Figurative battle lines have been drawn in the cases of several service members accused or convicted of war crimes and who President Donald Trump is reportedly considering pardoning to “mark” Memorial Day. Before getting to the specifics of the cases, we should make clear that Memorial Day stands on its own merits — namely the memory of the men and women who gave the last full measure while fighting for their country. Full stop. The spotlight on Memorial Day should be on those whose headstones read “KIA,” not on President Trump or any living service member. An overtly political act, particularly one so controversial and from as polarizing a president as Trump, on Memorial Day, is no more appropriate than the plethora of sales that will clog mailboxes and airwaves this weekend.
The most controversial of Trump’s proposed pardons are for a sailor and soldier, both special operators, accused of killing prisoners.
The case against MAJ Matthew Golsteyn is based on his own admission — once during a polygraph for a CIA position and once on a Fox News show — that he killed an unarmed Afghan who posed no immediate threat to Golsteyn or his U.S. or Afghan military teammates.
Chief Petty Officer Eddie Gallagher’s case is more complex, in part because it involves multiple unrelated events during a 2017 deployment, and because he has strongly denied the charges. He is accused of killing multiple Iraqi noncombatants, including women and children, while operating as a sniper, and stabbing an incapacitated prisoner being treated on a coalition base for wounds sustained during an earlier engagement. The recent charges have also renewed interest in previously inconclusive allegations that he shot and killed a noncombatant during a 2010 deployment in Afghanistan. Most of the evidence that has been made public in Gallagher’s case centers on remarks he made to fellow SEALs following the incidents in question. As outlined by our Harold Hutchison earlier this week, however, the waters in both cases have been further muddied by questionable actions by prosecutors.
Yet it’s ironic that some of the same folks who are most vocal about the pardons imply that the most honorable people in the military are those currently facing charges. According to this logic, anyone above the accused in the chain of command who allowed the investigation to proceed or is part of prosecuting the case is a political hack whose primary concern is with securing a promotion, while any other operator who substantiates the charges — as several SEALs have done against Gallagher — are “weak” and trying to get back at someone whose standards and tactical prowess they could never match.

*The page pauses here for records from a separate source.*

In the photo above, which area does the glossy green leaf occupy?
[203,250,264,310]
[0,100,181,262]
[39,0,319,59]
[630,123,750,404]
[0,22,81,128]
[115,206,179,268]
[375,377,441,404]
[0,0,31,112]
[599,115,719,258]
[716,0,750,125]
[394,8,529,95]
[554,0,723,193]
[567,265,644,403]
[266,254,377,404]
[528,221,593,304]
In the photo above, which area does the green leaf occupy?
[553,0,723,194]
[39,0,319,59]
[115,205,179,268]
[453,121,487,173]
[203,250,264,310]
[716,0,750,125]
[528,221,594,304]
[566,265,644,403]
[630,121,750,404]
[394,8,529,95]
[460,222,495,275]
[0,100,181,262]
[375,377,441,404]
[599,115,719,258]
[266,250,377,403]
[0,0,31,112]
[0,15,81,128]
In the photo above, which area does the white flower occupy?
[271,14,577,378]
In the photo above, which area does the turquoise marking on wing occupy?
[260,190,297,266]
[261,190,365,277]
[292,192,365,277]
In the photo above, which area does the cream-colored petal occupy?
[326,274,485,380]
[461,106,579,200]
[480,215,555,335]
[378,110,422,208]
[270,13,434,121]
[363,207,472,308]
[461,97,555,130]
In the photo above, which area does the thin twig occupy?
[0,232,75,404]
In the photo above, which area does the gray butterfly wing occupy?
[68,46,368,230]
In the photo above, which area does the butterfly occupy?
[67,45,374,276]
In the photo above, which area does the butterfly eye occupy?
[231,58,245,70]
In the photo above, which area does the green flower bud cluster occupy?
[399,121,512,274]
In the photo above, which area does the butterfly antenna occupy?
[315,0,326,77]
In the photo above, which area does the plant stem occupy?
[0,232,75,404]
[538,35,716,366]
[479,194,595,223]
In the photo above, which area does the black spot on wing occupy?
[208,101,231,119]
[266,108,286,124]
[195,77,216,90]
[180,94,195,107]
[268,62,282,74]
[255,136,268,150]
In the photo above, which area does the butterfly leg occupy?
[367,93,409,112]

Their advocates would have us believe that any action taken by “operators” like Gallagher and Golsteyn can’t be questioned simply because they occurred in a combat zone.

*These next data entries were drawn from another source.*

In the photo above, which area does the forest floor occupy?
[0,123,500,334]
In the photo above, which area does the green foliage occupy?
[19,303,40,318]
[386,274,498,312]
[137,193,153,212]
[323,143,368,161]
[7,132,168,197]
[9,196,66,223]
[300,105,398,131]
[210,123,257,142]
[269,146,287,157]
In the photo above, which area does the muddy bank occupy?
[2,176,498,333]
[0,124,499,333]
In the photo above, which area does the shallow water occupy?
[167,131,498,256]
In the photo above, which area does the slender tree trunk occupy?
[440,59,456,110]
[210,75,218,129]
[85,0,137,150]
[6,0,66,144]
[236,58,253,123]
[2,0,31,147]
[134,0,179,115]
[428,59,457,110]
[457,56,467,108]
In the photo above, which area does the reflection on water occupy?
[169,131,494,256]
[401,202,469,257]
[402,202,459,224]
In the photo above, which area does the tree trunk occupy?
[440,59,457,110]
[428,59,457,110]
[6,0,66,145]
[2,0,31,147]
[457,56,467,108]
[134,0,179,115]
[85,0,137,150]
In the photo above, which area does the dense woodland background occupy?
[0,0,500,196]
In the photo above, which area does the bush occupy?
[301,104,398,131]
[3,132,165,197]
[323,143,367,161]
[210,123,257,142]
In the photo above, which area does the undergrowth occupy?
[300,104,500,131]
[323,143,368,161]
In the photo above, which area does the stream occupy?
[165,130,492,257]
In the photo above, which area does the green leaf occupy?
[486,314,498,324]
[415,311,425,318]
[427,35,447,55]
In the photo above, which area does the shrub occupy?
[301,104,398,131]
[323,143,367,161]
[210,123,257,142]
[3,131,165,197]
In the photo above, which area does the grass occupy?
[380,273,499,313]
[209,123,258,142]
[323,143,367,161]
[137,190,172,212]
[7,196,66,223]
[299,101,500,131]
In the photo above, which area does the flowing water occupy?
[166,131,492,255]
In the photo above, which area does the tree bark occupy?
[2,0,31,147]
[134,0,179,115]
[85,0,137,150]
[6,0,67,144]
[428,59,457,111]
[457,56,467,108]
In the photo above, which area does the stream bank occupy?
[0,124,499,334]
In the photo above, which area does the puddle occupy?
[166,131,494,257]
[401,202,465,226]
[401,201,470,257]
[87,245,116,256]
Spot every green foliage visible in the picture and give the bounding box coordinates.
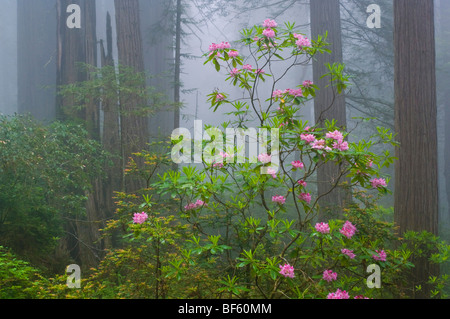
[6,24,450,299]
[0,246,48,299]
[0,116,108,268]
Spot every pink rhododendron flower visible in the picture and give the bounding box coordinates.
[289,89,303,97]
[341,248,356,259]
[230,68,241,77]
[272,90,285,98]
[294,33,311,50]
[322,270,337,282]
[372,250,387,261]
[315,222,330,234]
[325,130,344,141]
[213,163,223,168]
[209,41,231,51]
[370,178,387,188]
[280,264,295,278]
[311,139,326,150]
[297,179,308,187]
[272,195,286,204]
[291,161,305,168]
[300,134,316,143]
[258,153,272,164]
[327,289,350,299]
[267,167,277,178]
[184,199,207,210]
[333,140,349,151]
[219,151,232,158]
[298,193,311,204]
[303,80,314,88]
[263,19,278,28]
[133,212,148,224]
[263,28,275,38]
[340,220,356,238]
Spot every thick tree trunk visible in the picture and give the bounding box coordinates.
[394,0,438,297]
[114,0,149,192]
[17,0,56,121]
[101,13,124,248]
[310,0,349,219]
[56,0,104,268]
[139,0,179,141]
[174,0,182,128]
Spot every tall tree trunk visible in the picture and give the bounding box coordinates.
[57,0,105,268]
[17,0,56,121]
[174,0,182,128]
[101,12,123,248]
[435,0,450,240]
[394,0,438,297]
[139,0,179,141]
[310,0,348,219]
[114,0,149,192]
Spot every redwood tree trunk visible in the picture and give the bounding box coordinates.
[114,0,149,192]
[310,0,349,219]
[394,0,438,297]
[56,0,105,268]
[17,0,56,121]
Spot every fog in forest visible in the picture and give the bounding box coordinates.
[0,0,450,300]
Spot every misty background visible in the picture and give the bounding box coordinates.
[0,0,450,296]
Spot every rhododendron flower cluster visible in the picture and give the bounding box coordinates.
[322,269,337,282]
[327,289,350,299]
[341,248,356,259]
[258,153,272,164]
[184,199,206,210]
[263,19,278,28]
[311,139,326,150]
[372,250,387,261]
[272,195,286,204]
[291,161,305,168]
[300,134,316,143]
[298,193,311,204]
[370,178,387,188]
[280,264,295,278]
[133,212,148,224]
[325,130,344,141]
[267,167,277,178]
[230,68,241,77]
[294,33,311,50]
[315,222,330,234]
[263,28,275,38]
[297,179,308,187]
[272,88,303,99]
[340,220,356,238]
[209,42,231,51]
[303,80,314,88]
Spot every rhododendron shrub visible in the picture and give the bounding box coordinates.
[108,19,450,299]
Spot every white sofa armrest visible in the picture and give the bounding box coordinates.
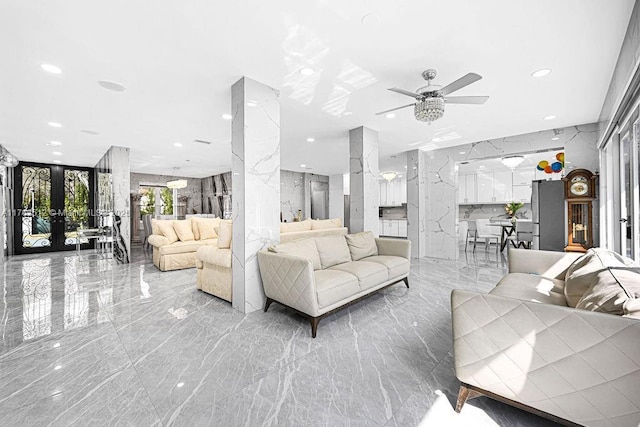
[376,237,411,259]
[509,248,582,280]
[258,251,319,316]
[451,290,640,425]
[147,234,169,248]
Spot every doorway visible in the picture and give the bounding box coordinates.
[14,162,95,254]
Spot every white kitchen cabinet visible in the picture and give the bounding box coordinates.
[476,172,494,203]
[398,220,407,237]
[493,171,513,203]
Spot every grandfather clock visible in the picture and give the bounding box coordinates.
[562,169,598,252]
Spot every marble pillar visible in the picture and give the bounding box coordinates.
[96,146,131,263]
[349,126,380,236]
[407,150,427,258]
[329,174,344,224]
[231,77,280,313]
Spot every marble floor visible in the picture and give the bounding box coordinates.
[0,248,551,426]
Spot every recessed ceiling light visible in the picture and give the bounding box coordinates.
[300,67,316,76]
[98,80,127,92]
[40,64,62,74]
[531,68,551,78]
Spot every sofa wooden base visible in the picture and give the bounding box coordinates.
[264,277,409,338]
[456,383,580,427]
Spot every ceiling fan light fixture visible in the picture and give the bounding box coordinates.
[413,96,444,123]
[500,156,524,169]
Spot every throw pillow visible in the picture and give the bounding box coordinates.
[314,236,351,269]
[564,248,626,307]
[311,218,342,230]
[194,218,222,240]
[156,219,178,244]
[576,267,640,316]
[345,231,378,261]
[218,221,233,249]
[280,219,311,233]
[173,219,195,242]
[269,239,322,270]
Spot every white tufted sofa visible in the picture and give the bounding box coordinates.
[258,232,411,338]
[451,249,640,427]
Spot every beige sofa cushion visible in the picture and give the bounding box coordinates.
[196,246,231,268]
[489,273,567,306]
[151,219,179,244]
[269,239,322,270]
[564,248,633,307]
[314,236,351,270]
[364,255,411,280]
[280,219,311,233]
[576,267,640,316]
[191,217,222,239]
[311,218,342,230]
[330,261,389,291]
[173,219,196,242]
[160,239,216,255]
[345,231,378,261]
[313,269,360,308]
[218,220,233,249]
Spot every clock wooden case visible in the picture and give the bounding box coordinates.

But the charges discussed here don’t involve acts committed “in the heat of battle,” where time-sensitive decisions are made with incomplete or muddled information and wide discretion is warranted. Both Golsteyn and Gallagher face prosecution for deliberate acts taken after some consideration and calculation.
In the words of the esteemed former Marine Commandant, Charles Krulak, “If President Trump … marks Memorial Day by pardoning individuals accused or convicted of war crimes, he will … undermine decades of precedent in American military justice that has contributed to making our country’s fighting forces the envy of the world.” Likewise, former Joint Chiefs chairman, Gen. Martin Dempsey, insists, “Absent evidence of innocence or injustice the wholesale pardon of US service members accused of war crimes signals our troops and allies that we don’t take the Law of Armed Conflict seriously. Bad message. Bad precedent. Abdication of moral responsibility is a risk to us.”

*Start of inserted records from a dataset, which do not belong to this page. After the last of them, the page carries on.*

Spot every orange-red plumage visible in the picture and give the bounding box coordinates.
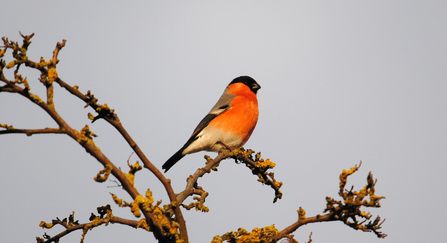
[163,76,261,172]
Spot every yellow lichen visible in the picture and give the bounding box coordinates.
[93,164,113,182]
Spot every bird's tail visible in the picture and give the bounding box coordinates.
[161,148,185,173]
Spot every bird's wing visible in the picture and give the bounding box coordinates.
[187,92,236,139]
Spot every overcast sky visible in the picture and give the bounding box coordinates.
[0,0,447,242]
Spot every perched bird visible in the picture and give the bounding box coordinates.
[162,76,261,173]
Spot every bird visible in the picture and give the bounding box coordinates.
[162,76,261,173]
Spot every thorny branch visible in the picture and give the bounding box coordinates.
[212,162,387,243]
[0,34,188,242]
[0,34,386,243]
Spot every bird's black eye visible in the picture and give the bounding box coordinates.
[230,76,261,94]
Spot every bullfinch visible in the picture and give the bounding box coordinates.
[162,76,261,173]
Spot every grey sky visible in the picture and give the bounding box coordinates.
[0,0,447,242]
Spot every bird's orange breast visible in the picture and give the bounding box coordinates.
[209,83,259,146]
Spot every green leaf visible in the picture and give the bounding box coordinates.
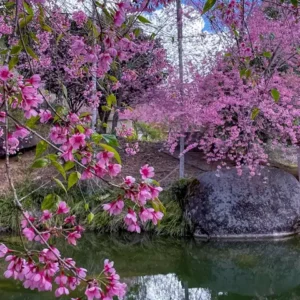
[31,158,49,169]
[51,160,67,179]
[263,51,272,58]
[23,1,33,15]
[53,178,67,194]
[8,56,19,70]
[106,94,117,107]
[26,46,39,59]
[99,144,122,164]
[35,141,48,158]
[102,134,119,147]
[137,16,151,24]
[271,89,280,103]
[202,0,217,15]
[251,107,260,120]
[68,172,81,190]
[64,161,75,171]
[10,45,23,54]
[88,213,95,223]
[19,15,33,28]
[25,116,40,129]
[41,194,58,210]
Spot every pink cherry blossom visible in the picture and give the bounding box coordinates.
[55,286,70,298]
[0,244,9,258]
[22,228,35,241]
[28,74,41,88]
[124,176,135,186]
[107,164,122,177]
[96,151,114,165]
[39,109,52,123]
[0,66,13,82]
[152,211,164,225]
[64,215,76,226]
[69,133,85,150]
[103,199,124,216]
[0,111,6,123]
[85,285,101,300]
[67,231,81,246]
[55,274,68,285]
[56,201,70,215]
[139,208,154,222]
[41,210,52,222]
[72,10,87,27]
[12,125,30,139]
[140,165,154,180]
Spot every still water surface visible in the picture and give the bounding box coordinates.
[0,234,300,300]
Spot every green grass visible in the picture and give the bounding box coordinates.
[0,180,197,236]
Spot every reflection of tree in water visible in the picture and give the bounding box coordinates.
[126,274,212,300]
[0,234,300,300]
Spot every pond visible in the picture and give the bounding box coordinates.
[0,234,300,300]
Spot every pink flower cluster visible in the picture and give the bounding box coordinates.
[0,244,87,297]
[81,151,122,180]
[103,165,164,233]
[21,201,84,246]
[125,142,140,156]
[85,259,127,300]
[116,124,134,138]
[72,10,87,27]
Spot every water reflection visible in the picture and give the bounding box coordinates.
[0,234,300,300]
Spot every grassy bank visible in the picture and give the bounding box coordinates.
[0,180,197,236]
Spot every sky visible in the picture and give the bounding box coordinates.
[144,3,229,74]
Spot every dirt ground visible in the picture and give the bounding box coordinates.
[0,142,220,194]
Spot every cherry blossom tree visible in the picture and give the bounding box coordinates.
[132,1,300,175]
[0,0,164,300]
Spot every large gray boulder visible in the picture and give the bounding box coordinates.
[185,167,300,238]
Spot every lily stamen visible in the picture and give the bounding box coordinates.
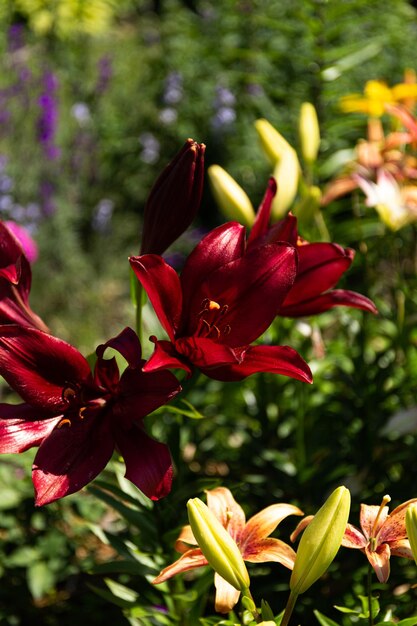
[57,417,72,428]
[371,495,391,549]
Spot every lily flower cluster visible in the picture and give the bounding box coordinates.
[0,139,376,505]
[321,72,417,231]
[153,486,417,626]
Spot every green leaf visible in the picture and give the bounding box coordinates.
[261,600,274,622]
[26,561,55,600]
[314,611,339,626]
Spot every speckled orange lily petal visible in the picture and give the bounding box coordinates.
[207,487,245,543]
[152,548,208,585]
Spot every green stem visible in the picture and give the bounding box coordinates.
[281,591,298,626]
[242,587,262,624]
[314,210,330,241]
[366,565,374,626]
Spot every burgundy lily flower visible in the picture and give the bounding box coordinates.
[0,221,48,331]
[130,222,312,382]
[342,496,417,583]
[248,179,377,317]
[141,139,206,254]
[152,487,303,613]
[0,325,180,505]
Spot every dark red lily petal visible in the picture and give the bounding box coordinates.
[195,243,297,347]
[284,243,354,306]
[0,292,48,332]
[96,326,142,368]
[266,211,298,246]
[0,404,62,454]
[114,425,173,500]
[0,221,24,287]
[248,176,276,248]
[180,222,246,322]
[279,289,378,317]
[142,339,192,377]
[141,139,206,254]
[32,415,114,506]
[129,254,182,341]
[0,325,90,413]
[113,361,181,429]
[204,346,313,383]
[175,336,238,369]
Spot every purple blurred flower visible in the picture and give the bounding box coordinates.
[159,107,178,124]
[71,102,91,126]
[92,198,114,233]
[39,179,55,215]
[96,54,113,96]
[162,72,183,105]
[7,24,25,52]
[211,86,236,131]
[38,71,59,161]
[139,133,161,164]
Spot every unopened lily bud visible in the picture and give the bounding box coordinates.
[290,487,350,595]
[187,498,250,591]
[405,504,417,564]
[294,185,321,222]
[140,139,206,254]
[299,102,320,163]
[255,119,294,165]
[207,165,255,226]
[272,146,300,222]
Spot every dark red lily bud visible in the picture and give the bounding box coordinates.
[141,139,206,254]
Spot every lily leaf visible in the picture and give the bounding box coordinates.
[314,611,340,626]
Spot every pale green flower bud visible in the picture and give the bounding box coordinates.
[290,487,350,595]
[272,146,300,221]
[299,102,320,163]
[255,119,294,165]
[405,504,417,564]
[187,498,250,591]
[207,165,255,226]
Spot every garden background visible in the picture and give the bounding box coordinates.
[0,0,417,626]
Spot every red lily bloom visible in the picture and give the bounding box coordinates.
[0,325,180,505]
[130,222,311,382]
[0,222,48,331]
[248,179,377,317]
[141,139,206,254]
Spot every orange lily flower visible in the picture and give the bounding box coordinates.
[342,496,417,583]
[153,487,303,613]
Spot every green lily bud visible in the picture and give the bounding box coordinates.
[207,165,255,226]
[272,146,300,221]
[299,102,320,163]
[255,119,293,165]
[187,498,250,591]
[290,487,350,595]
[405,504,417,564]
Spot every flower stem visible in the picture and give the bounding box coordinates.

Aside from the inappropriateness of using Memorial Day as prop, President Trump should not short circuit the process by granting pardons before the courts-martial have run their course. The cases mentioned for pardons revolve around extra-judicial killing, an extreme example of the rule of man supplanting the Rule of Law. While a presidential pardon is indeed legal — within the bounds of the Rule of Law — it would subvert the process that gives Rule of Law its legitimacy and send the message that the rule of man is the standard for the U.S. military. The military legal system — much like its civilian counterpart — isn’t perfect, but the charges in these cases are serious and credible and we owe it to the accused and their accusers to let a jury of peers hear the evidence and render a verdict.
Mark Alexander has argued likewise, “Trump should not be floating pardons before military justice is allowed to take its course. He is wrong to interfere in a way that undermines that justice. Pardon later, if such pardon is justified, but for now, keep quiet.”
(Editor’s note: Charles served as a Marine officer, including two tours of Iraq over 18 months, and three tours of Afghanistan for 42 months.)